Create a folder for the program. As an example, I usually put it in documents\WIM. Create an exception for that folder in your antivirus software.

Next, many of the functions in the program need the Microsoft ADK to be installed. You can install the Microsoft ADK from here:

https://learn.microsoft.com/en-us/wi...ed/adk-install

When you install the ADK, you will be presented a list of options taht you can choose to install. We only need the Deployment Tools. You can deselect everything else if you wish.

When you run the program, if you choose an item from the menu that requires the ADK, the program will inform you if the ADK is not yet installed. Also, the first time that you run the program, I would suggest selecting option # 18, "Program help", then option # 19, "Get general help on the use of this program". After that, you may also wish to view the help for any specific items that you want to run to familiarize yourself with these.

If you have any questions at all, please do let me know!

Thanks. I’ll check it out and will add a watch for new release on github. I knew basic existed (80’s vibes) but never heard of QB64 before. I don’t know if it would been simpler or harder, but I guess it could have been written in powershell. The link to

Code:

https://qb64.com

in your readme is wrong (www. needs to be removed).

About the batch script you provide in the first page of this thread here, is it different in functionnality from the Powershell script given in this article by MS: Update Windows installation media with Dynamic Update ?

In your github project, what about activating the discussion tab ?

hsehestedt said:

2) Inject the security updates into your Windows image

This is the method that I use. With the release updates on Patch Tuesday, I inject both the security and non-security updates into my Windows image. That way, there is no need to install any updates after unattended setup of Windows.

Let me know if you have any questions.

When taking the install.wim from the reference system after applying all updates, will it apply the KB5034441 that update WinRe in a fresh install ?

FredV said:

Thanks. I’ll check it out and will add a watch for new release on github. I knew basic existed (80’s vibes) but never heard of QB64 before. I don’t know if it would been simpler or harder, but I guess it could have been written in powershell. The link to

Code:

https://qb64.com

in your readme is wrong (www. needs to be removed).

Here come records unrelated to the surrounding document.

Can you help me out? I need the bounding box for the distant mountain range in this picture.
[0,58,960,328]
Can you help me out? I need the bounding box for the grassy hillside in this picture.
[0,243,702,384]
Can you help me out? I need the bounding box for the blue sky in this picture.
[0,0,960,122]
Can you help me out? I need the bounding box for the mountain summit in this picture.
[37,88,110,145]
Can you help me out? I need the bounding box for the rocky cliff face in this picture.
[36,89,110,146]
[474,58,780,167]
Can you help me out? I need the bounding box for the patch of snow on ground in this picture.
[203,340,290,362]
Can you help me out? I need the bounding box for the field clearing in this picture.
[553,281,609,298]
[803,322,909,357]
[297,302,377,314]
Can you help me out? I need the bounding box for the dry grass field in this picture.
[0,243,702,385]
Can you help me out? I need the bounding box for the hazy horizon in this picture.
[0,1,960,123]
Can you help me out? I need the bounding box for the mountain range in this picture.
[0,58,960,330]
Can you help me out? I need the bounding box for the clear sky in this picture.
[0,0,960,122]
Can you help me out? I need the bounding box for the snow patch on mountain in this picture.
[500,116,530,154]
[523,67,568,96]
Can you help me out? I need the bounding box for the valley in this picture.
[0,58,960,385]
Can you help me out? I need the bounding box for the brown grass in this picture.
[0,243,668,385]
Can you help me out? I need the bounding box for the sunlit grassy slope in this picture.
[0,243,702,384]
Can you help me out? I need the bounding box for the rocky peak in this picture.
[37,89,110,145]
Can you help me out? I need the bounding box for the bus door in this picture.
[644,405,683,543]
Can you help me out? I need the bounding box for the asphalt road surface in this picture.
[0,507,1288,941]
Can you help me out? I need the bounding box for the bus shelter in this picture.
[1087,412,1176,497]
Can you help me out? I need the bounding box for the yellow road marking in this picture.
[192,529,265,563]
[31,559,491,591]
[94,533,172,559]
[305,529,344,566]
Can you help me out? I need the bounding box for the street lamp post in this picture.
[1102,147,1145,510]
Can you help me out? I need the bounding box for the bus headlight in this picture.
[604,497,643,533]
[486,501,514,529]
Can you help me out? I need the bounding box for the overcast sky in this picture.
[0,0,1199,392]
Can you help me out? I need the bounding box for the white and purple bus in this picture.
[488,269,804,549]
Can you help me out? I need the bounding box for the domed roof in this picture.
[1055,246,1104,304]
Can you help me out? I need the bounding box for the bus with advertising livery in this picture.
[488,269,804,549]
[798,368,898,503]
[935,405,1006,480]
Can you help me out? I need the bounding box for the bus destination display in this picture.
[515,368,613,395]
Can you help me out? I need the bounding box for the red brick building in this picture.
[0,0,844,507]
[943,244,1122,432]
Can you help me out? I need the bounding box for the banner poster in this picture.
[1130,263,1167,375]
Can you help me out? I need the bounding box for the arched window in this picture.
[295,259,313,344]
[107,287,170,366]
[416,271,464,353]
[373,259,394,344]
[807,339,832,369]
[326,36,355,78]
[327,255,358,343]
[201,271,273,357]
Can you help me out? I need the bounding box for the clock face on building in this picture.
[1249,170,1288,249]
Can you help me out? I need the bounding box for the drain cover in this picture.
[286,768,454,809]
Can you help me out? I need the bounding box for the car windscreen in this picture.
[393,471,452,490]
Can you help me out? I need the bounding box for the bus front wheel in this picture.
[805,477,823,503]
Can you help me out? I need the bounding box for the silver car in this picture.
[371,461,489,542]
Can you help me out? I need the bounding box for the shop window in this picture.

About the batch script you provide in the first page of this thread here, is it different in functionnality from the Powershell script given in this article by MS: Update Windows installation media with Dynamic Update ?

In your github project, what about activating the discussion tab ?

Thanks for the information. I actually need to change several things in the readme. That QB64 reference is to a very old version. It is now the Phoenix edition of QB64 which has a whole new web site. There's an interesting story behind that, but that is for another time.

Asd for the functionality of the batch file, it is based upon the link that you provided, but it incorporates a few things that I have learned that are not included in the powershell script. Also, bear in mind that I am not a "real" programmer. I'm especially weak on powershell so I make due with what I have . This whole thing started as an aide to myself, but I posted it because I thought that it might in some small way be of interest to others.

I have some rather substantial updates that I need to put out, I've just been so extremely busy that I have not had the time to put the updates out there yet. I also had a bit of time where I was ill so I'm just catching up on things now.